Resta saber se é possível cogitar do dolo eventual. Em outras palavras, se o agente deve presumir que o bem tem origem em atividade criminosa e, ainda assim, o utiliza na atividade econômica financeira, estaria a praticar o crime de lavagem de dinheiro?
Novamente, penso que a resposta é negativa.
O fato de o agente utilizar bem, direito ou valor, ainda que tenha condições de intuir que a origem é criminosa, não se enquadra na hipótese de lavagem de dinheiro, por dolo eventual. Para demonstrar essa tese, cabe traçar um paralelo com o crime de receptação.

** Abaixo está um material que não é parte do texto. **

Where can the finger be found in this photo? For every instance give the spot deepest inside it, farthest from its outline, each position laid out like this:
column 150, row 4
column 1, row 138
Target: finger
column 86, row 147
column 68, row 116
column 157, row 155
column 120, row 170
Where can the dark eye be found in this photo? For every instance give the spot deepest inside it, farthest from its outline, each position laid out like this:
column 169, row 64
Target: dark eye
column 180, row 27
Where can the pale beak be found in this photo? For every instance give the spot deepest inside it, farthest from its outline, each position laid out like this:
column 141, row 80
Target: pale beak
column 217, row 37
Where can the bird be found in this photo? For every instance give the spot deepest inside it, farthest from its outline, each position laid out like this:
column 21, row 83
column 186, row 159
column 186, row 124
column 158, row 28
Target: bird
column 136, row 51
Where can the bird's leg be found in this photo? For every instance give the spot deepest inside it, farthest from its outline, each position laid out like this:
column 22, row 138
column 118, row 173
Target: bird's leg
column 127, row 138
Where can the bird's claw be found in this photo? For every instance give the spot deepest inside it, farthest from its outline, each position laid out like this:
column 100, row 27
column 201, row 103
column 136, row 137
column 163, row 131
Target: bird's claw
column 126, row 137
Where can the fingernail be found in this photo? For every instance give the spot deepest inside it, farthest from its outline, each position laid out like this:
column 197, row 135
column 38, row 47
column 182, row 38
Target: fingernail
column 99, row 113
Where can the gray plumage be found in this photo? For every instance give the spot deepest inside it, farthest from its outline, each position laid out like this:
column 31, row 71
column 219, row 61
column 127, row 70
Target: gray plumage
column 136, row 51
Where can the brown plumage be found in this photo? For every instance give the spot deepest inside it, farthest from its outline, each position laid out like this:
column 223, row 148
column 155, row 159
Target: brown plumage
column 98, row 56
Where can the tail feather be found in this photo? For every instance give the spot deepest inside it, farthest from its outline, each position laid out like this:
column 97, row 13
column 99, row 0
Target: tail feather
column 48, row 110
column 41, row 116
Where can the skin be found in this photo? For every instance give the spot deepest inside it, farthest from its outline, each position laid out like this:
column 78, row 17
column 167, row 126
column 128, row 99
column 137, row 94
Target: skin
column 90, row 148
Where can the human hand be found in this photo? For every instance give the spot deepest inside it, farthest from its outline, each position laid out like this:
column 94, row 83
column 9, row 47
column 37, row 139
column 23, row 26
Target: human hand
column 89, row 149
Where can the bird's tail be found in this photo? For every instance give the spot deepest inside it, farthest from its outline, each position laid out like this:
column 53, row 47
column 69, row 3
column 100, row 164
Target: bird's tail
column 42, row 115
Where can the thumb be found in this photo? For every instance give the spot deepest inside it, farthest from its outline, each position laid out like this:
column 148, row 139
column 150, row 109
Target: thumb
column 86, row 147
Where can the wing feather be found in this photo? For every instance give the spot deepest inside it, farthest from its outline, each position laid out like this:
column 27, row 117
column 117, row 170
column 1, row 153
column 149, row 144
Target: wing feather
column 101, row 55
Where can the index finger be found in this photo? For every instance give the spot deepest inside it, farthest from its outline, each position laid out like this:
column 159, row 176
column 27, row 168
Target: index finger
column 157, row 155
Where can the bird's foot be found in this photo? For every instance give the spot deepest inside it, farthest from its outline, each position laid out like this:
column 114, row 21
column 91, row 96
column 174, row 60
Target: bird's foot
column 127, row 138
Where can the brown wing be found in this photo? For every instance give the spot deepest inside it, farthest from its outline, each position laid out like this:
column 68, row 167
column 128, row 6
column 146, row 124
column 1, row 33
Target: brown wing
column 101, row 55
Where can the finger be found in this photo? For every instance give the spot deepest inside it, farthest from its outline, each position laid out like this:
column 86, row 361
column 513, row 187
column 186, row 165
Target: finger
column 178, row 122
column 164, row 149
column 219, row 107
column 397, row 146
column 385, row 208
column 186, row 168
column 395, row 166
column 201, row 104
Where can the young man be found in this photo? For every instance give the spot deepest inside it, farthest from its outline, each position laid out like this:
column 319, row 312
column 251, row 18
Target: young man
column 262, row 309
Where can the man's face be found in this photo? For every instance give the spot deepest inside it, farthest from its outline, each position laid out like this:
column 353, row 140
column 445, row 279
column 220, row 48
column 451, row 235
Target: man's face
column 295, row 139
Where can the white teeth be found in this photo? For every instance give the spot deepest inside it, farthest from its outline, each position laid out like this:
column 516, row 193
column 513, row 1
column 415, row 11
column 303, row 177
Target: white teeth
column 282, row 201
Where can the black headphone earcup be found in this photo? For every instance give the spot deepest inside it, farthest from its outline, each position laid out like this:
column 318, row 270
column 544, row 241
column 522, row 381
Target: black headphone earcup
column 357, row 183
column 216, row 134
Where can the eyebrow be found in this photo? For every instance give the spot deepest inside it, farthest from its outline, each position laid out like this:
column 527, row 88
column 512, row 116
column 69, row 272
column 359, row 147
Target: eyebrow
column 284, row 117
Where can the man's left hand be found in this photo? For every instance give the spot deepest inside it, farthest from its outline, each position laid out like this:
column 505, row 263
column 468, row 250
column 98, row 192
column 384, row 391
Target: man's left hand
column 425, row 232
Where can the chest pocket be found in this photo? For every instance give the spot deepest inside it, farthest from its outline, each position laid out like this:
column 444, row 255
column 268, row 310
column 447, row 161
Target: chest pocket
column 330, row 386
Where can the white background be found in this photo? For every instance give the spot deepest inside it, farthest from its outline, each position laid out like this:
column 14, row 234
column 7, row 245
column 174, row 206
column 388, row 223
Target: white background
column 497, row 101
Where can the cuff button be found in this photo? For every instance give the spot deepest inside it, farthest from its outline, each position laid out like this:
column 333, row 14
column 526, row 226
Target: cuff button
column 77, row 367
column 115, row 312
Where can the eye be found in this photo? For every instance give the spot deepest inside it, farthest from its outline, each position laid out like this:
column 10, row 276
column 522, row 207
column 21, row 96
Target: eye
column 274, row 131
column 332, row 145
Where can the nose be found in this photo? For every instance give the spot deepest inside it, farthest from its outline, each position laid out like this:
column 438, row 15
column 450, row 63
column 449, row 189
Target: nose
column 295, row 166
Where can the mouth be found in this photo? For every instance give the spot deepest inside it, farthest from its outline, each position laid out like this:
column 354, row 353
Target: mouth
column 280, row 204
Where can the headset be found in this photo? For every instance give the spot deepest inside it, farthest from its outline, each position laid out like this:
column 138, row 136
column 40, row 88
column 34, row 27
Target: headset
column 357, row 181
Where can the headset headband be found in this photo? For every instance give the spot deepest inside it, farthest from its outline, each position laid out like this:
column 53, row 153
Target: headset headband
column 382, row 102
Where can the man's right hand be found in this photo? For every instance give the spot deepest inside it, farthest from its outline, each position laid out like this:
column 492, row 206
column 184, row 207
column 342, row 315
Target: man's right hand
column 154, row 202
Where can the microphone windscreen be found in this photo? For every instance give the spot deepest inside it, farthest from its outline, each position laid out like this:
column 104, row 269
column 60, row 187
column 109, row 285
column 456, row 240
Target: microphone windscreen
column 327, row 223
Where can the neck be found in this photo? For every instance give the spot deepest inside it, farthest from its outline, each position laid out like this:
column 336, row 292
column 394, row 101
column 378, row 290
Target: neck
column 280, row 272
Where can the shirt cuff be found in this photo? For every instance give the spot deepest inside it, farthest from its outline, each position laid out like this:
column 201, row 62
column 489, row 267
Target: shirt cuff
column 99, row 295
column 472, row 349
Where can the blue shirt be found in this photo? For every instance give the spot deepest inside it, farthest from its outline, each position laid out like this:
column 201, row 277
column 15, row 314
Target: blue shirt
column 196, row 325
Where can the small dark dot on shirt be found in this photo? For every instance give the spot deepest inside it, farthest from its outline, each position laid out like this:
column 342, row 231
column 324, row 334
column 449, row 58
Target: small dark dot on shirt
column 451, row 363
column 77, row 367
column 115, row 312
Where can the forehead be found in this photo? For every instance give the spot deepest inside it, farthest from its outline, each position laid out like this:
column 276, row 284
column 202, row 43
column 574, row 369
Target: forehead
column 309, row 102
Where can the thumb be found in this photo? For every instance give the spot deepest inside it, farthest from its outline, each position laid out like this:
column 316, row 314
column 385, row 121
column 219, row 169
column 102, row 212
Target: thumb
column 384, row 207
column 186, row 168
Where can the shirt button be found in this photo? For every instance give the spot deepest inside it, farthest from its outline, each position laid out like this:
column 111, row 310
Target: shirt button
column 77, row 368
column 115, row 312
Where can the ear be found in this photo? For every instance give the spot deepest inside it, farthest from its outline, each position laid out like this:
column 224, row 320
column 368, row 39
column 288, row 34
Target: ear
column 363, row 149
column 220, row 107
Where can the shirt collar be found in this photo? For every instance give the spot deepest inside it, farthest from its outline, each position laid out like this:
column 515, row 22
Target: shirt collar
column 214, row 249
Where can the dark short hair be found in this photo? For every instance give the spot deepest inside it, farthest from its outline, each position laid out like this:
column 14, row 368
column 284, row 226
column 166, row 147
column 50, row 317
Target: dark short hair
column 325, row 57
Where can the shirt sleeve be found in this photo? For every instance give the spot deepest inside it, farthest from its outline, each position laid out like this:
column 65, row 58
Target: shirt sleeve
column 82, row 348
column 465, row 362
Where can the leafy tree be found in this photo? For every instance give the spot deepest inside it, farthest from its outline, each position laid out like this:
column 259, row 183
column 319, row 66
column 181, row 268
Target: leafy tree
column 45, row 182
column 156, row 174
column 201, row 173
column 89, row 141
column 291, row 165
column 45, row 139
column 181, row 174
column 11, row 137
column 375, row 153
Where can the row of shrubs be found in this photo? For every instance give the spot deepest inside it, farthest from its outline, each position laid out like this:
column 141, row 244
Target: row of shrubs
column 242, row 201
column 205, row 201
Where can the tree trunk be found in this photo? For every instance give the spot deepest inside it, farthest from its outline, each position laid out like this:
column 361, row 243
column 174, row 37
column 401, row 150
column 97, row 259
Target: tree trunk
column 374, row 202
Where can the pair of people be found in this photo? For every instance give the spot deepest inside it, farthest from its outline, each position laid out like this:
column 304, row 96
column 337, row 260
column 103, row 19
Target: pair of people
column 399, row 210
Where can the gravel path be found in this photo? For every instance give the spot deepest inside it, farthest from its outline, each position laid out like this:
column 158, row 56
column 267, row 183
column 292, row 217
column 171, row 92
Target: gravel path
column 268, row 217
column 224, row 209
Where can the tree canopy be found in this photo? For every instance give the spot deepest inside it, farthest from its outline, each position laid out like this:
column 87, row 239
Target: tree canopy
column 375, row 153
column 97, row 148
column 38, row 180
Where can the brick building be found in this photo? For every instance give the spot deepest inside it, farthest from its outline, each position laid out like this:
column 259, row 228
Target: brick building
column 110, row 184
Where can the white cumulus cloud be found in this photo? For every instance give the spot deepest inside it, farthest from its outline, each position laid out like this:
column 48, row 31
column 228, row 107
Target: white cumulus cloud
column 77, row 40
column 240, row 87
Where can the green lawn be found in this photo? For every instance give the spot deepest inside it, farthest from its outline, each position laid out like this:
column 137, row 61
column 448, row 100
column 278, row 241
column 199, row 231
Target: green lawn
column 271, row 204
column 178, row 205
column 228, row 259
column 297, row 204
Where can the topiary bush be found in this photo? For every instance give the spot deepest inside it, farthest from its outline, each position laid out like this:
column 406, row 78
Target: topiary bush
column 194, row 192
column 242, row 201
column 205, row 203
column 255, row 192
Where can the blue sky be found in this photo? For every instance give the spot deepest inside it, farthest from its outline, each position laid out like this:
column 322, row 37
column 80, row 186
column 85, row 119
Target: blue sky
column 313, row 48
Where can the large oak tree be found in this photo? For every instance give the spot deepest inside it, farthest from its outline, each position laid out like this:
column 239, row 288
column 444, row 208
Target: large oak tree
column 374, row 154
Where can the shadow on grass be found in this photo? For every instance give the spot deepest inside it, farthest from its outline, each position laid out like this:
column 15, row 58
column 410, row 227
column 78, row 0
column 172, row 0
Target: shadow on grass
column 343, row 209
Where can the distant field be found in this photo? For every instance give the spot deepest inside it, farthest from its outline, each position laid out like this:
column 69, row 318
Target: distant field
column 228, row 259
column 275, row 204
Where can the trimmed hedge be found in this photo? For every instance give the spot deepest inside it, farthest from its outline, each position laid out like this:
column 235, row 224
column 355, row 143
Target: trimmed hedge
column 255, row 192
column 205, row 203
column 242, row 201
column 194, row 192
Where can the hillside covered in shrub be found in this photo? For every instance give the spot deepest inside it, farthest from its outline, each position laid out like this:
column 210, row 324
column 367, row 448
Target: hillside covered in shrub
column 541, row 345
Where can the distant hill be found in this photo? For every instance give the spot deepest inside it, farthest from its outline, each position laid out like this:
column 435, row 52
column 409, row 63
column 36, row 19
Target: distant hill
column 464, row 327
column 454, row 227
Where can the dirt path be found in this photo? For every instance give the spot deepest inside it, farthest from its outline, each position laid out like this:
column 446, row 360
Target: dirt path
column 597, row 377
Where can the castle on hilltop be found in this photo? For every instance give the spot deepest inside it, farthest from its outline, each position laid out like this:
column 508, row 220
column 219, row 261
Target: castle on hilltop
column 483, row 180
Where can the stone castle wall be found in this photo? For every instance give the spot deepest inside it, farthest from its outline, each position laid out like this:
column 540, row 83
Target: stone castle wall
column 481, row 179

É que, como apontado acima, o tipo penal da utilização, no crime de lavagem de dinheiro apresenta grande semelhança com a receptação prevista no Código Penal. O art. 180 do CP, lembre-se, pune a conduta de “adquirir, receber transportar, conduzir, ocultar, ter em depósito, desmontar, montar, remontar, expor à venda, ou de qualquer forma utilizar em proveito próprio ou alheio, no exercício da atividade comercial ou industrial, coisa que deve saber ser produto de crime”. Além disso, pune a receptação culposa quando o agente adquire ou recebe “coisa que, por sua natureza ou pela desproporção entre o valor e o preço, ou pela condição de quem a oferece, dever presumir-se obtida por meio criminoso”.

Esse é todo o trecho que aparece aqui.